Shifted timeline of ransomware attack in the Los Angeles school system
The Los Angeles Unified School District (LAUSD) has recently revised the timeline of a ransomware attack that occurred in 2022. According to the district, the initial point of intrusion was more than a month earlier than previously reported.
The ransomware attack, which was later claimed by the group Vice Society, occurred between July 31 and Sept. 3, 2022. This contradicts the district's initial claim that the attack happened over the Labor Day weekend.
The attack was one of the most high-profile and damaging incidents in the education sector last year. Vice Society is known to have stolen approximately 500 gigabytes of data from LAUSD. Check Point threat researchers observed that Vice Society posted about 250,000 files on the dark web, some containing sensitive information such as Social Security numbers, contracts, W-9 tax forms, invoices, and passports.
Nailing down an accurate timeline is crucial in post-breach investigations. Andrew Hay, COO at Lares Consulting, stated that the initial timelines of a cyberattack are often a rushed analysis based on partial data. He emphasized that the longer a threat actor is able to remain on an infrastructure, the more damage they can cause.
Without proper resources, organizations often lack full visibility into their infrastructure or vendor ecosystem, making it difficult to identify threats or compromises in a timely manner. This challenge is particularly prevalent in the education sector, where organizations need money, time, and resources for cybersecurity.
The LAUSD's investigation identified labor compliance documents and certified payroll records involving contractors that worked on Facilities Services Division projects, containing names, addresses, and Social Security numbers of contractor and subcontractor employees.
Post-breach investigations can be complex and may result in delays in verifying pertinent details. Cyberattacks are complex, and threat actors are continuously improving their skills, making each attack nuanced, as mentioned by Janssen-Anessi.

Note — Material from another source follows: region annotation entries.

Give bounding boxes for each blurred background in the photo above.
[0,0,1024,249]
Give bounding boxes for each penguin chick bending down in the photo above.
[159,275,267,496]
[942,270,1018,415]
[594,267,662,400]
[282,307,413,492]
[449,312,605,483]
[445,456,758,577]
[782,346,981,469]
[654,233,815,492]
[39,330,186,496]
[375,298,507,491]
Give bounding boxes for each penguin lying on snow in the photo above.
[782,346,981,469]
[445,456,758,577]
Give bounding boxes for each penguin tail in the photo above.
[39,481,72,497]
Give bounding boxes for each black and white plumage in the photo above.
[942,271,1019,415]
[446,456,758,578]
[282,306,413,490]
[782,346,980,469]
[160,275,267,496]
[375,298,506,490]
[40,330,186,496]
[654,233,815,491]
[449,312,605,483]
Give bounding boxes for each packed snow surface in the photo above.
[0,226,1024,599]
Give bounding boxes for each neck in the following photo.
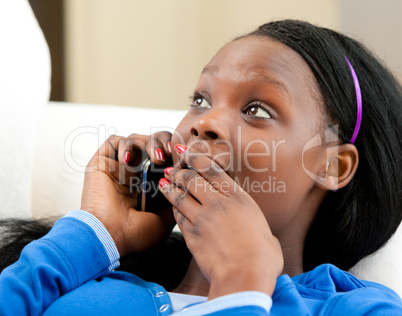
[173,258,209,296]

The district filed a data breach notice with the California Department of Justice last week. Timeliness is important subsequent to a breach, and knowing as soon as possible should be the goal, according to Janssen-Anessi.
The LAUSD has not yet disclosed whether they paid the ransom demanded by Vice Society. The incident serves as a reminder for all organizations to prioritize cybersecurity and invest in measures to protect sensitive data.